One team gets into the zone. The other team gets rattled and collapses. That's a recipe for a blowout in any sport. You usually don't see such an epic collapse at this level, but ....
Y'all might remember the Redskins' (can I say that here?) perfect quarter vs. Denver in Superbowl 22. Doug Williams, a solid journeyman quarterback, was surrounded by a good defense, the posse, and the Hogs, and had a great season. Against Denver, the 'Skins came up with a perfect second quarter and scored 35 points. They could do no wrong, Denver could do no right, and boom. That's what happened today for a twelve minute stretch in Germany vs. Brazil. It's beautiful, scary, and eerie to watch.
Of the sports with which I'm most familiar, basketball is the most prone to this sort of thing. You are plugging along on a pretty competitive game, the score one minute is 36-32, and the next time you look up, it's suddenly 58-34. The big difference in basketball is that the coach can call a time out to try to break the momentum. Sometimes that works, sometimes it doesn't.

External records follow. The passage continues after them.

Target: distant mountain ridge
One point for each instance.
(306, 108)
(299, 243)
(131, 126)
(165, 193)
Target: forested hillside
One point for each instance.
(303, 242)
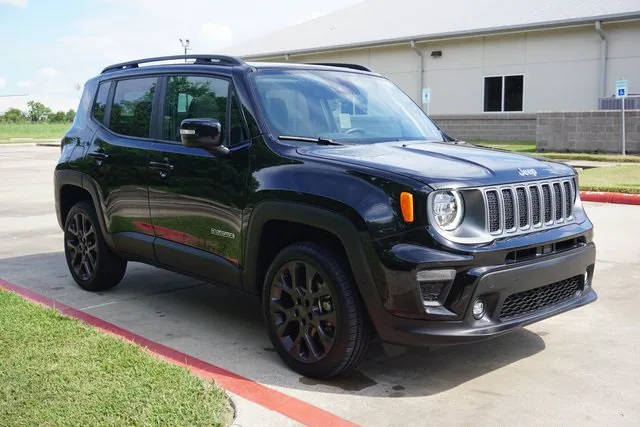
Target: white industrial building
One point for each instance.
(477, 56)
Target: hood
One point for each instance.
(443, 165)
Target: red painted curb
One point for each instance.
(288, 406)
(607, 197)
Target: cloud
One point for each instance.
(25, 84)
(49, 72)
(215, 34)
(20, 3)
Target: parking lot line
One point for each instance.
(291, 407)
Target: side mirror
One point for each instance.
(204, 133)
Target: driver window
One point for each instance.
(193, 97)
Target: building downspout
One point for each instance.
(420, 53)
(603, 59)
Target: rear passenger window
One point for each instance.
(238, 132)
(131, 109)
(193, 97)
(100, 104)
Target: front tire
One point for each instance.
(315, 318)
(92, 264)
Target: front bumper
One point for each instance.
(494, 284)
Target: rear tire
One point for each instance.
(91, 262)
(315, 317)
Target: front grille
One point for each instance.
(516, 208)
(526, 302)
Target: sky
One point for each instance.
(48, 49)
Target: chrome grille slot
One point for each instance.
(509, 212)
(535, 205)
(493, 208)
(518, 208)
(568, 198)
(548, 207)
(523, 207)
(558, 202)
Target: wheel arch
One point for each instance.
(74, 186)
(328, 226)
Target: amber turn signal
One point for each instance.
(406, 206)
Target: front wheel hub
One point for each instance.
(302, 311)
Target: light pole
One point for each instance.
(186, 44)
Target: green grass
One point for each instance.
(619, 179)
(55, 370)
(530, 147)
(32, 130)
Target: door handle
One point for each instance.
(99, 156)
(160, 165)
(164, 169)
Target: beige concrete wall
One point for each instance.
(561, 67)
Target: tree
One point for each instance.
(38, 112)
(58, 117)
(13, 115)
(70, 115)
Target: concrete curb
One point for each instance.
(246, 388)
(608, 197)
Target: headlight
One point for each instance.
(447, 209)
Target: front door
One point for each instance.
(118, 157)
(197, 196)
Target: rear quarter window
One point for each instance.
(100, 103)
(131, 108)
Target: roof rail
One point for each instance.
(200, 59)
(342, 65)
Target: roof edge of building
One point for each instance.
(627, 16)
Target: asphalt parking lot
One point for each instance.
(582, 367)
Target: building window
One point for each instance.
(503, 93)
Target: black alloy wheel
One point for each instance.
(82, 244)
(315, 316)
(303, 311)
(93, 265)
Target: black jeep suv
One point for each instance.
(326, 191)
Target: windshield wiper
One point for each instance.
(319, 141)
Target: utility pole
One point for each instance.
(186, 44)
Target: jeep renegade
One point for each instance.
(327, 192)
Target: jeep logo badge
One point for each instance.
(527, 172)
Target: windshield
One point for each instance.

In the ten years I've watched my daughters play soccer (ok, not quite at the World Cup level ....), I've seem my older daughter's team, a reasonably competitive travel team, lose one game that looked as ugly. Fortunately, they've had perhaps three games that broke big the other way. That's over ten years. It happens.

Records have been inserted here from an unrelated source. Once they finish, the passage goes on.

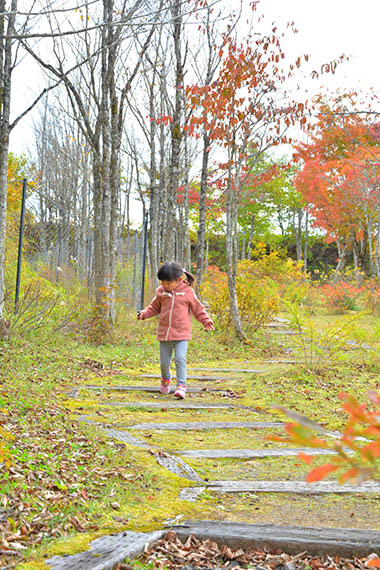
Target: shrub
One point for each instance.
(258, 297)
(340, 296)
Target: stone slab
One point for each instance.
(107, 551)
(192, 377)
(315, 541)
(204, 425)
(177, 465)
(250, 453)
(165, 404)
(147, 389)
(299, 487)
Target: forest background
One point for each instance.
(193, 128)
(184, 107)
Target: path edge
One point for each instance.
(291, 539)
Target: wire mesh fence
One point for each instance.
(59, 246)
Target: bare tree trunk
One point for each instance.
(299, 234)
(176, 133)
(5, 100)
(200, 245)
(341, 262)
(306, 241)
(231, 221)
(251, 230)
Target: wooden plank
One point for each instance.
(204, 425)
(315, 541)
(147, 389)
(193, 377)
(165, 404)
(105, 552)
(299, 487)
(253, 371)
(177, 465)
(283, 362)
(250, 453)
(284, 332)
(127, 438)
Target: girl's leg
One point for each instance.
(180, 349)
(166, 350)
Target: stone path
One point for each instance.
(172, 461)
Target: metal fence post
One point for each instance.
(145, 246)
(20, 240)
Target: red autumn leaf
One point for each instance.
(305, 457)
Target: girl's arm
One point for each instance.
(151, 310)
(200, 312)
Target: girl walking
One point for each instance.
(174, 300)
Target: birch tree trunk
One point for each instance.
(176, 133)
(200, 245)
(306, 241)
(6, 32)
(231, 222)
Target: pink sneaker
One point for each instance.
(165, 386)
(180, 391)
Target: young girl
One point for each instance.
(173, 301)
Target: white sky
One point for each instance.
(327, 28)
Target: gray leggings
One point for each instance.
(166, 351)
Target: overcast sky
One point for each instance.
(327, 29)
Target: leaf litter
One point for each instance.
(54, 467)
(172, 554)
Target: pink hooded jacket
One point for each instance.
(174, 310)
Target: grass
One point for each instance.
(69, 484)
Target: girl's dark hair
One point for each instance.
(171, 271)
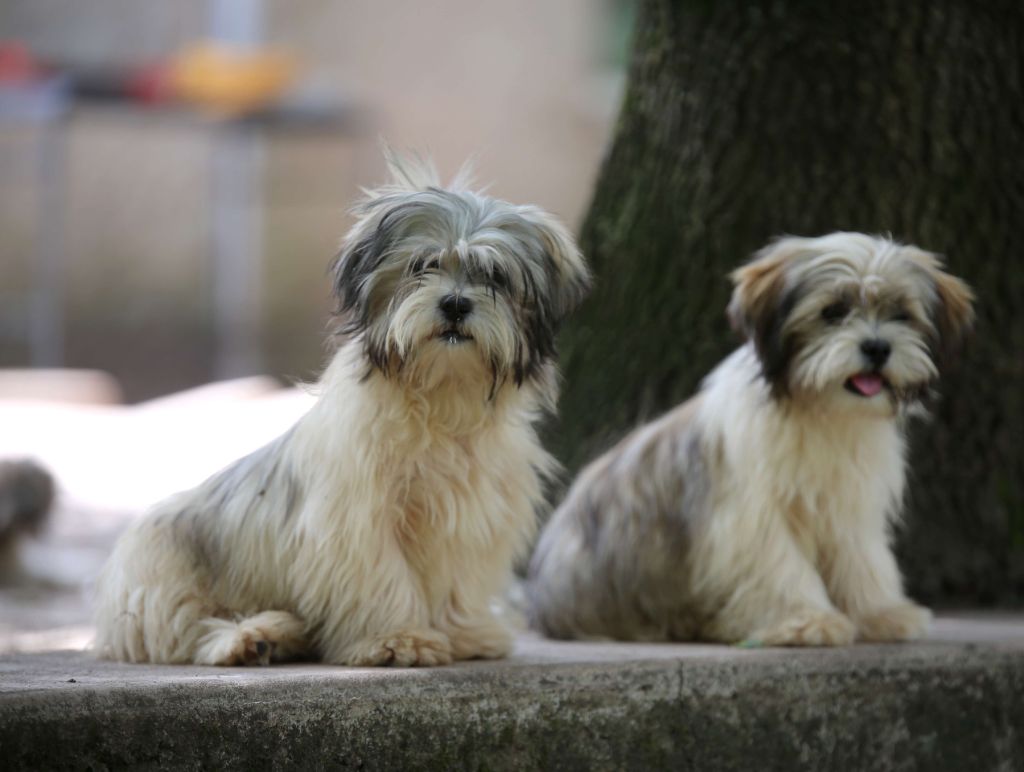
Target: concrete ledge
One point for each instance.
(954, 701)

It's probably rarer in soccer than most other sports because of the dearth of scoring, but there are exceptions. We saw one today. History ... and I only wonder how much Germany could have scored if they hadn't called off the dogs after the fourth goal.

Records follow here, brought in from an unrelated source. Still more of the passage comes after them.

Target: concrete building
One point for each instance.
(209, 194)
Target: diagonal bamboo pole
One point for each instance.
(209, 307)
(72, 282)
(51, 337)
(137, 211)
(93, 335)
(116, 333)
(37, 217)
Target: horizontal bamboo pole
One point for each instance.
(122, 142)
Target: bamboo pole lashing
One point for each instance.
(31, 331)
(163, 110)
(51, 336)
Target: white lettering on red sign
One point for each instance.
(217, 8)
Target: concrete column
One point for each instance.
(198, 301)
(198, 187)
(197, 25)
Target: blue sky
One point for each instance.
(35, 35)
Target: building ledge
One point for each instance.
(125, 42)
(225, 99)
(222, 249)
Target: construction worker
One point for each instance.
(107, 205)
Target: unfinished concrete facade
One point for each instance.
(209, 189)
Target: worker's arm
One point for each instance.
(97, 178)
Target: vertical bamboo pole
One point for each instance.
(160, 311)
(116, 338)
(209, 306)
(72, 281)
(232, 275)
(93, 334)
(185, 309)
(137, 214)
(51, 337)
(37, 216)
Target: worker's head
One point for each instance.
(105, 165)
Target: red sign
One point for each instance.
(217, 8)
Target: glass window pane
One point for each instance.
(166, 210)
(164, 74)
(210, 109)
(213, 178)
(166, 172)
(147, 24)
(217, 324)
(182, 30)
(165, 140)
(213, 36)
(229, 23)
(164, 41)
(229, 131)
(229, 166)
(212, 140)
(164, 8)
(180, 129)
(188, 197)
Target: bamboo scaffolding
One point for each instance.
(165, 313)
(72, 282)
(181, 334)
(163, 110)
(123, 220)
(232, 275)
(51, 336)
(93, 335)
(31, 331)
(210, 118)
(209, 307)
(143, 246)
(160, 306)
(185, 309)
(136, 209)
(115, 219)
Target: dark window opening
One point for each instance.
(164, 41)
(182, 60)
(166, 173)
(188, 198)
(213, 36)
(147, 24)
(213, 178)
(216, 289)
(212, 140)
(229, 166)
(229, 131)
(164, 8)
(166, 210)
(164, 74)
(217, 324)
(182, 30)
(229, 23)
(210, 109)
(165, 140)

oor last year’s super bowl when denver flubbed the first hike and never recovered.
Byline: Grantland Rice
"The weather was perfect. So were the Bears."
NFL championship. Final score: Bears 73, Redskins 0
Ahem, you were saying...?
I knew someone would bring up the broncos, but this is worse than anything the broncos have done. Denver never built a half dozen stadiums and then lost the súper bowl.